Musha is not sure about what will happen. But there is no uncertainty about whether or not monetary easing will exist. Unlike previous BOJ governors, Mr. Kuroda is clearly adopting the stance of taking responsibility for producing results. Until now, BOJ chiefs have done what they were expected to do. However, they consistently refused to be responsible for results based on the belief that the BOJ could not make a commitment to do everything. Mr. Kuroda, on the other hand, has made two very clear commitments. First is 2% inflation. He will do whatever is needed to accomplish this. Second is that the consumption tax hike is needed and the BOJ will use monetary policies to offset the negative effects. These two commitments of Mr. Kuroda make the question of whether or not a new round of monetary easing will be launched in April meaningless. This is because Kuroda is confident that even if the BOJ halts monetary easing in April, 2% inflation is very likely to occur without this easing and Japan’s economy will continue to grow and the stock market rally will continue. If prospects for this inflation and economic strength become poor or unclear, the BOJ will probably use monetary easing. April monetary easing itself is definitely not a negative factor. (There will probably be more monetary easing if raising inflation to 2% becomes difficult. In this case, the most likely scenario is an upturn in ETF stocks as the targets for investments associated with this easing.)

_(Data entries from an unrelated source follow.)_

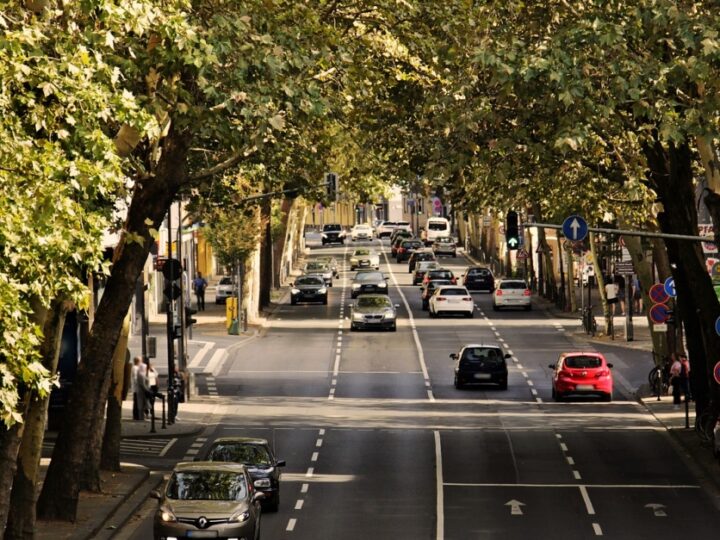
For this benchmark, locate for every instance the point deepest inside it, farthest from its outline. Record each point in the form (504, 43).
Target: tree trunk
(59, 496)
(671, 175)
(110, 456)
(21, 521)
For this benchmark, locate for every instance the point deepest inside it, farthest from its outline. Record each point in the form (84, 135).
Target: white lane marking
(440, 505)
(586, 498)
(167, 447)
(416, 337)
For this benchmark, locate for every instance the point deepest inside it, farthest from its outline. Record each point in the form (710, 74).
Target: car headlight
(262, 482)
(166, 514)
(240, 517)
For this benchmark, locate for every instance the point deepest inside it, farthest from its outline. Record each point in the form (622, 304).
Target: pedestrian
(611, 292)
(199, 286)
(137, 414)
(637, 295)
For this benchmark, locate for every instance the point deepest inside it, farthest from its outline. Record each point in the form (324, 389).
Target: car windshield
(373, 301)
(453, 292)
(309, 281)
(475, 355)
(369, 276)
(207, 486)
(513, 285)
(247, 454)
(583, 362)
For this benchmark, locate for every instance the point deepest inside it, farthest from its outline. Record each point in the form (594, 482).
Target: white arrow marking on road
(515, 509)
(658, 509)
(575, 225)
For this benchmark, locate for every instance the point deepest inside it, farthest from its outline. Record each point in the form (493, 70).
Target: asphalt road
(379, 444)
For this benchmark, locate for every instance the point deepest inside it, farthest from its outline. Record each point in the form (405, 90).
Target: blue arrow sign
(575, 228)
(669, 286)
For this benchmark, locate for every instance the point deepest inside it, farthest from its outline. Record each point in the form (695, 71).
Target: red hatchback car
(581, 374)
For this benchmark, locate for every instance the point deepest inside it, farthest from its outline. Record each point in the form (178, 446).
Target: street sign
(575, 228)
(670, 287)
(658, 294)
(659, 313)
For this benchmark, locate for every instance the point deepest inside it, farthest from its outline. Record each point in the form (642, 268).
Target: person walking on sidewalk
(199, 285)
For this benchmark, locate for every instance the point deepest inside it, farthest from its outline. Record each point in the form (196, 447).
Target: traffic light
(331, 186)
(512, 235)
(189, 312)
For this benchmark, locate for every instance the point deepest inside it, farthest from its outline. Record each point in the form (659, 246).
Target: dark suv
(478, 278)
(480, 364)
(333, 234)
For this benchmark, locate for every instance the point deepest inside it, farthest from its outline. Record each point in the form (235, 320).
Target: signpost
(575, 228)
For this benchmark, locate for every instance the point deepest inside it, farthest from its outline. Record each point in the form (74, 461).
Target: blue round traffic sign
(659, 313)
(575, 228)
(669, 286)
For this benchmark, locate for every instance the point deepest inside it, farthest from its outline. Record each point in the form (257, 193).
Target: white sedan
(451, 299)
(362, 231)
(512, 293)
(364, 258)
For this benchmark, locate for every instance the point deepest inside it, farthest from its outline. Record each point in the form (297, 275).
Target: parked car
(439, 273)
(208, 499)
(310, 288)
(480, 364)
(581, 374)
(406, 248)
(333, 233)
(368, 282)
(420, 255)
(421, 268)
(479, 278)
(451, 299)
(373, 311)
(512, 293)
(429, 290)
(331, 262)
(361, 231)
(224, 290)
(364, 258)
(259, 460)
(445, 245)
(317, 268)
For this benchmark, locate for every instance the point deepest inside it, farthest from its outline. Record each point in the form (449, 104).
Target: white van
(434, 228)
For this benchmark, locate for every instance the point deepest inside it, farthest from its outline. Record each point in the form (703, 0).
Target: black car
(406, 248)
(308, 289)
(368, 282)
(259, 460)
(417, 256)
(333, 234)
(479, 278)
(480, 364)
(429, 289)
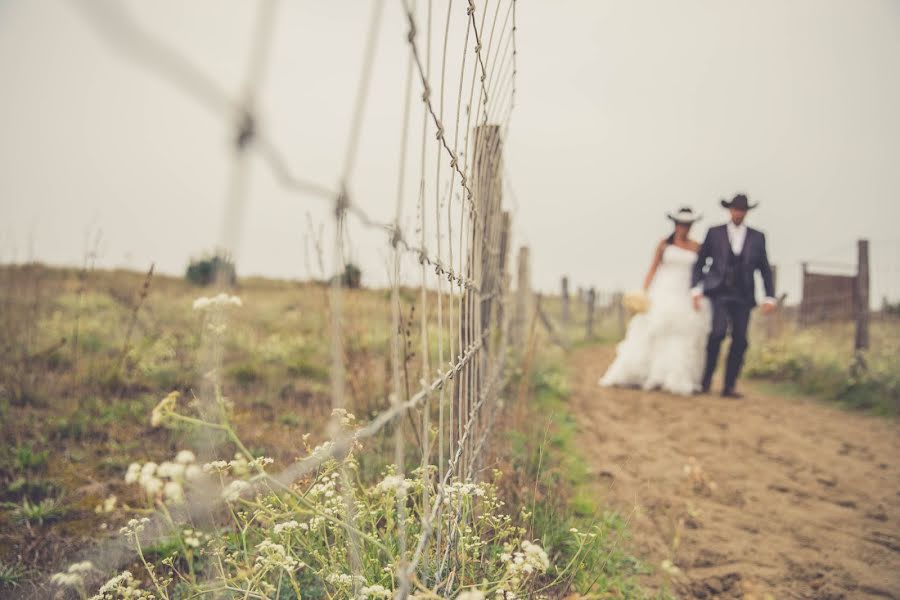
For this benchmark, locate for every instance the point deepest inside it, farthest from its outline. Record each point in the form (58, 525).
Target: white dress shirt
(737, 235)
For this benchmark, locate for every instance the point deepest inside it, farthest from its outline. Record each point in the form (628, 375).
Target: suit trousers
(734, 315)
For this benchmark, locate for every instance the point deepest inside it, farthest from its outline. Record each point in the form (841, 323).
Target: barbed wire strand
(478, 368)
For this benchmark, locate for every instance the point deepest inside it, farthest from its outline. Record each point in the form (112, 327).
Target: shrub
(206, 270)
(352, 277)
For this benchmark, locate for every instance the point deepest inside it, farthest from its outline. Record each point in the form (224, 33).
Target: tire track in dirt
(767, 497)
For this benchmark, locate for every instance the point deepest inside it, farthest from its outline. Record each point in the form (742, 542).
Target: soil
(761, 498)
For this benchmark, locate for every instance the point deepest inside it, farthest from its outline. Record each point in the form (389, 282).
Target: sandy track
(768, 497)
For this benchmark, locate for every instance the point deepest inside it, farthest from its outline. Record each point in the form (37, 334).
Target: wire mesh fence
(446, 247)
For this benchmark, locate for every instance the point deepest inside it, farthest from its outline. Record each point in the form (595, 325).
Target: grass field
(820, 361)
(87, 355)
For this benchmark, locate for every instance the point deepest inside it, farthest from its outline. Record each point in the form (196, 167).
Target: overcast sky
(624, 110)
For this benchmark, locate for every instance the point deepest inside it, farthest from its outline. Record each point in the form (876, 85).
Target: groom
(724, 272)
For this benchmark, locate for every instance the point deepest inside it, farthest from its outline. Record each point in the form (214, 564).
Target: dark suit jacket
(717, 247)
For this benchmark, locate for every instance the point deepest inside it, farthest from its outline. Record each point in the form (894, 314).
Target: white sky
(624, 110)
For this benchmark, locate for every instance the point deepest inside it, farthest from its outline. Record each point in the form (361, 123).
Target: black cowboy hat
(685, 215)
(740, 201)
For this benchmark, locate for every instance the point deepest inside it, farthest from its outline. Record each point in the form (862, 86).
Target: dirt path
(764, 498)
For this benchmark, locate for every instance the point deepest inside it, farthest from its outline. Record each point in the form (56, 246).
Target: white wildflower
(134, 526)
(234, 490)
(217, 466)
(193, 472)
(122, 586)
(239, 465)
(67, 579)
(165, 409)
(84, 566)
(152, 485)
(275, 556)
(339, 579)
(185, 457)
(393, 483)
(343, 417)
(220, 300)
(170, 470)
(134, 470)
(375, 591)
(174, 492)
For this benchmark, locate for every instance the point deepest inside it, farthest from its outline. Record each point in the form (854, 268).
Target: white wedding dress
(665, 347)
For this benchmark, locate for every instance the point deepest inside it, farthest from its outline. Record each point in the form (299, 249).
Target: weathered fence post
(619, 307)
(523, 298)
(773, 323)
(505, 227)
(862, 296)
(591, 301)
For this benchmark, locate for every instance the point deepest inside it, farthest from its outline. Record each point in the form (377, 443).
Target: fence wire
(460, 244)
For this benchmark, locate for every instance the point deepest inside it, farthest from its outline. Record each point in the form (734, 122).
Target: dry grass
(85, 359)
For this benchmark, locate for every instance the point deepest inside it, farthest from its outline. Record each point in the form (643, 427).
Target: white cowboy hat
(685, 215)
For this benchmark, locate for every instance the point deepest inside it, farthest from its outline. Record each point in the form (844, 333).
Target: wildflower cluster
(222, 300)
(165, 482)
(73, 577)
(163, 411)
(123, 586)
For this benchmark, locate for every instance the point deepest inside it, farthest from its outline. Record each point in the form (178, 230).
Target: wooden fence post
(862, 296)
(591, 300)
(773, 323)
(619, 307)
(505, 228)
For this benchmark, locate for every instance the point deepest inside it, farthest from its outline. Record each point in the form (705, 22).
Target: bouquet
(636, 302)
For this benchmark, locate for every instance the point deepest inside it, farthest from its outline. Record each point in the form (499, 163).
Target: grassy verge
(550, 479)
(819, 361)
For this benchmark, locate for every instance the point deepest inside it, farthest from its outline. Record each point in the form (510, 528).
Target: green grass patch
(553, 484)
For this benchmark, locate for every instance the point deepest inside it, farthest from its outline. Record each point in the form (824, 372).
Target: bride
(665, 347)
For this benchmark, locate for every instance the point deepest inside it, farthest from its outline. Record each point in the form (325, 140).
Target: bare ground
(768, 497)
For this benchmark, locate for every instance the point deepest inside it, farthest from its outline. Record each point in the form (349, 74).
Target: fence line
(471, 339)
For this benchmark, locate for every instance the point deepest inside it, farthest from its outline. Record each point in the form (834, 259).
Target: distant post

(6) Will there be any negative effects from Prime Minister Abe’s visit to the Yasukuni Shrine?
Musha thinks there is probably no need to worry about this. Visits to Yasukuni Shrine are sparking a variety of repercussions in the United States, China and Korea. The United States could exert pressure on the Abe administration by adopting a cool stance about strengthening military cooperation and providing assistance for ending deflation. But these actions would have the opposite result of creating a negative impact. As a result, the United States is unlikely to alter its current stance regarding Japan. What about China and Korea? Retaining the current cool stance regarding Japan is probably the only course of action. But these two countries need to deepen their relationships with Japan in order to end their economic downturns. Consequently, irrespective of the Yasukuni problem, China and Korea will probably not further alienate Japan because this would result in an even greater negative impact on their economies. From the standpoint of the economies of both China and Korea, there is no doubt that strengthening diplomatic ties and economic cooperation with Japan is more important and beneficial than talking about the Yasukuni Shrine visits. This is why the Yasukuni issue will not last much longer.

(7) In closing, what risks do you envision in 2014?
Potential risk factors include the bursting of the asset bubble in China, a decline in the leadership of the Abe cabinet and the Obama administration becoming a lame duck. Musha thinks that these issues are unlikely to become serious problems for the time being. The most significant potential risk is an end to the U.S. economic recovery. This would cause the dollar to weaken and the yen to strengthen, which could in turn bring a halt to Japan’s economic recovery and stock market rally. If this happens, the United States would have to enact more monetary measures by returning monetary easing to the original level. Taking these actions would probably push up stock prices and encourage investors to buy more risk assets on a global scale. Furthermore, if there is a brief slowdown in U.S. economic growth, the slowdown may lead to new measures such as reforms of taxes and systems as well as fiscal initiatives. The bottom line is that despite the risk of a temporary loss of U.S. economic momentum, this weakness would probably not be fundamentally bad news for financial markets.